Time to explain some things.

  1. I am on OCP 3.11 with RHEL7 nodes. The RHEL8 based proxy image uses nftables and not iptables which wouldn’t work, so we have to make sure to use the RHEL7 based image:

    proxy_init:
      image: proxy-init
    hub: registry.redhat.io/openshift-istio-tech-preview
    tag: 0.11.0
    
    1. One of the many advantages of the service mesh is the out of the box security between your application services. But you can enable mTLS for the entire control plane as well!
    controlPlaneSecurityEnabled: true
    
  2. Speaking of security - let’s enable mTLS for the workloads:

    mtls:
    enabled: true
    
    1. I want to use policy checks. in TP9 the default changed, so we gotta enable them explicitly:
    disablePolicyChecks: false
    
  3. I want to have control over the outbound communication of the workloads in my service mesh. So, only those external services can be called, which are known to Istio’s registry:

    outboundTrafficPolicy:
      mode: REGISTRY_ONLY
    

    This basically means either it is a K8s service or it has to be defined via ServiceEntry.

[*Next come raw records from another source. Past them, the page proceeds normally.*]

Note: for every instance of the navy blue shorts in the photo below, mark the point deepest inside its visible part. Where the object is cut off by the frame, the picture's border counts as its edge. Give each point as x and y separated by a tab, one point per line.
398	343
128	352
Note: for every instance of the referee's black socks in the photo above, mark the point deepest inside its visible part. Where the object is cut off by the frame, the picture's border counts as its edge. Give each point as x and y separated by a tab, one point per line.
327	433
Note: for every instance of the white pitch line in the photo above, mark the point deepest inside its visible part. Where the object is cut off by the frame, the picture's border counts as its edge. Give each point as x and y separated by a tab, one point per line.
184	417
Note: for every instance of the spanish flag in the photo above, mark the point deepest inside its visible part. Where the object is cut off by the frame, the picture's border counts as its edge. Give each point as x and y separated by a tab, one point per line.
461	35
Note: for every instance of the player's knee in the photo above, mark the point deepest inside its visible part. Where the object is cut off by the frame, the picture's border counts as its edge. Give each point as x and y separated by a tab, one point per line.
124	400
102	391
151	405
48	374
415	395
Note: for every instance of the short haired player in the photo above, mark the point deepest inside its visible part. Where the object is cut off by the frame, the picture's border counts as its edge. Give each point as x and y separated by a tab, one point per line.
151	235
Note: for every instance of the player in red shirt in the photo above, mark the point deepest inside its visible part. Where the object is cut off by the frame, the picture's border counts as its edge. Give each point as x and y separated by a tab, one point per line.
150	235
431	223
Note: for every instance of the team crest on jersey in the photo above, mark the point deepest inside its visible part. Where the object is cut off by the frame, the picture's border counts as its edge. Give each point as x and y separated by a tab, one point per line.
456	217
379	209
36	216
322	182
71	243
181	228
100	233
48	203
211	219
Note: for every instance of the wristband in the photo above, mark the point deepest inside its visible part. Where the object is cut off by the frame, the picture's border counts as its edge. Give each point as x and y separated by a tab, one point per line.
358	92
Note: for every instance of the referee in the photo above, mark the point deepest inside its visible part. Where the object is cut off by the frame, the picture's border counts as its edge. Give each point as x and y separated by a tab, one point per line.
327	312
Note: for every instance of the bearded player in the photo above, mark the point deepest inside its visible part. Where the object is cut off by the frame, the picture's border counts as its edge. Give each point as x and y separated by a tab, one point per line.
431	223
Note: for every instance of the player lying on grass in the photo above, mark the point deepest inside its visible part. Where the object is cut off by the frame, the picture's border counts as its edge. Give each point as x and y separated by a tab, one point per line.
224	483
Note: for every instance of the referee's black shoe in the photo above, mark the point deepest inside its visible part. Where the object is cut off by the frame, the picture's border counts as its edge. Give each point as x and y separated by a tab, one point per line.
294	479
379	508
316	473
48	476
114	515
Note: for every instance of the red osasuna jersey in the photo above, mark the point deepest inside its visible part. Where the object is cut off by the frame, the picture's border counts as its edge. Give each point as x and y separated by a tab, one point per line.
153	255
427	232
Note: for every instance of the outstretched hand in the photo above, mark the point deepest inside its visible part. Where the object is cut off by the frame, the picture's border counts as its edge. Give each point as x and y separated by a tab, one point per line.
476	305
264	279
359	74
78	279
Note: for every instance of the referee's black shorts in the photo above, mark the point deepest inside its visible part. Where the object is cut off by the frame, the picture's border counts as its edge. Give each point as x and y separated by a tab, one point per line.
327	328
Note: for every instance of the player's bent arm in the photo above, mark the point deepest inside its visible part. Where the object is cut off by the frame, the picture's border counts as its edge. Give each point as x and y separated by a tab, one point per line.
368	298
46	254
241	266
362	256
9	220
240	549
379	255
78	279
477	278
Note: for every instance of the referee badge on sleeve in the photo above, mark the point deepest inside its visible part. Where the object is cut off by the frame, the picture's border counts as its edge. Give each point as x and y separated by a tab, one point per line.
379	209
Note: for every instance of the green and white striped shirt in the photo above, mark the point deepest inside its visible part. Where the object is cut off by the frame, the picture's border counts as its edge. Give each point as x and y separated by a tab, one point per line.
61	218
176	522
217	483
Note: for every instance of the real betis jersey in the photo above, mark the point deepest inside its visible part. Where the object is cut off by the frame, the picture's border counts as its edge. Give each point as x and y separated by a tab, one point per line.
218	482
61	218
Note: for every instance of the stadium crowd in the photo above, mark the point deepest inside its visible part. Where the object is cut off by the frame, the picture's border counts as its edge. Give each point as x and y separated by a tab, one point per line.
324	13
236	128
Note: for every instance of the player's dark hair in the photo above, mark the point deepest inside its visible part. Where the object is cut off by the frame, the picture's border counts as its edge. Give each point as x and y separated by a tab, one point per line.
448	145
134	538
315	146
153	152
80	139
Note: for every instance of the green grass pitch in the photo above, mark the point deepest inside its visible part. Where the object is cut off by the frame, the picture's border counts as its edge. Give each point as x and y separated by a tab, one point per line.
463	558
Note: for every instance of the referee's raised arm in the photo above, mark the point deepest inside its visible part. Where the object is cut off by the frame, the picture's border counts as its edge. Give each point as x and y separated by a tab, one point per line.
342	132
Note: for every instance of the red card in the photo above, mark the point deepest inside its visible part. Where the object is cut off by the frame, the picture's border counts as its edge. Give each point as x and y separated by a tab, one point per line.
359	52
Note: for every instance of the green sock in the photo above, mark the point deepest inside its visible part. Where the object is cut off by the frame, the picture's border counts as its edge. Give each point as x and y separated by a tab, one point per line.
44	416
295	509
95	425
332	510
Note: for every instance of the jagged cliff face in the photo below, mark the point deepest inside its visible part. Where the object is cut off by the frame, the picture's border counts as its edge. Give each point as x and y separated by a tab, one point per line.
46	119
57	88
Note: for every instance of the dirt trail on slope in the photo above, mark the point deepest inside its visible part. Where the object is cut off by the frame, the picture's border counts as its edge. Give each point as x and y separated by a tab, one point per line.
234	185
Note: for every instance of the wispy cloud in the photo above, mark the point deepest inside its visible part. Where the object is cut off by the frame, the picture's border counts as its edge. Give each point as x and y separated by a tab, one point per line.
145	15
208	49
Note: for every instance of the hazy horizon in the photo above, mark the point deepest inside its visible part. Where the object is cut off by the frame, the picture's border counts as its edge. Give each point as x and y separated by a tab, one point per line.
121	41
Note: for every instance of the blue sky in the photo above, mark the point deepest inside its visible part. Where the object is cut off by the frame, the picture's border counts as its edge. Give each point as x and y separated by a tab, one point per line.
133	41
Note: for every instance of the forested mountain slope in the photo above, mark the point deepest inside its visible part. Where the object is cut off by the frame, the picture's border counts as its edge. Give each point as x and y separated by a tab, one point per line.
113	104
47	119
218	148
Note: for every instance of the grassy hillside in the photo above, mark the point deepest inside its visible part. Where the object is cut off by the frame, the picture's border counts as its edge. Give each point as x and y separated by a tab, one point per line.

    1. For testing I want to have an access log in the proxies. Maybe nothing I would want in a productive environment (of course it depends), but for testing, definitely useful:
    proxy:
      accessLogFile: /dev/stdout
      accessLogEncoding: TEXT
    
  4. Kiali now supports authentication via oauth proxy. Not defining a username and password enables that:

    kiali:
      enabled: true
      tag: 0.20.0
    
    1. There’s a component called IOR which automatically creates routes for the hosts defined in the Gateway. This comes in handy, but my tests right now use a wildcard routes, so I don’t need that for now.
    ior_enabled: false
    

The rest is just autoscaling, resource limits etc. The defaults work for me, in non-playground environments like my homelab you want run tests to check which parameters work best for you there.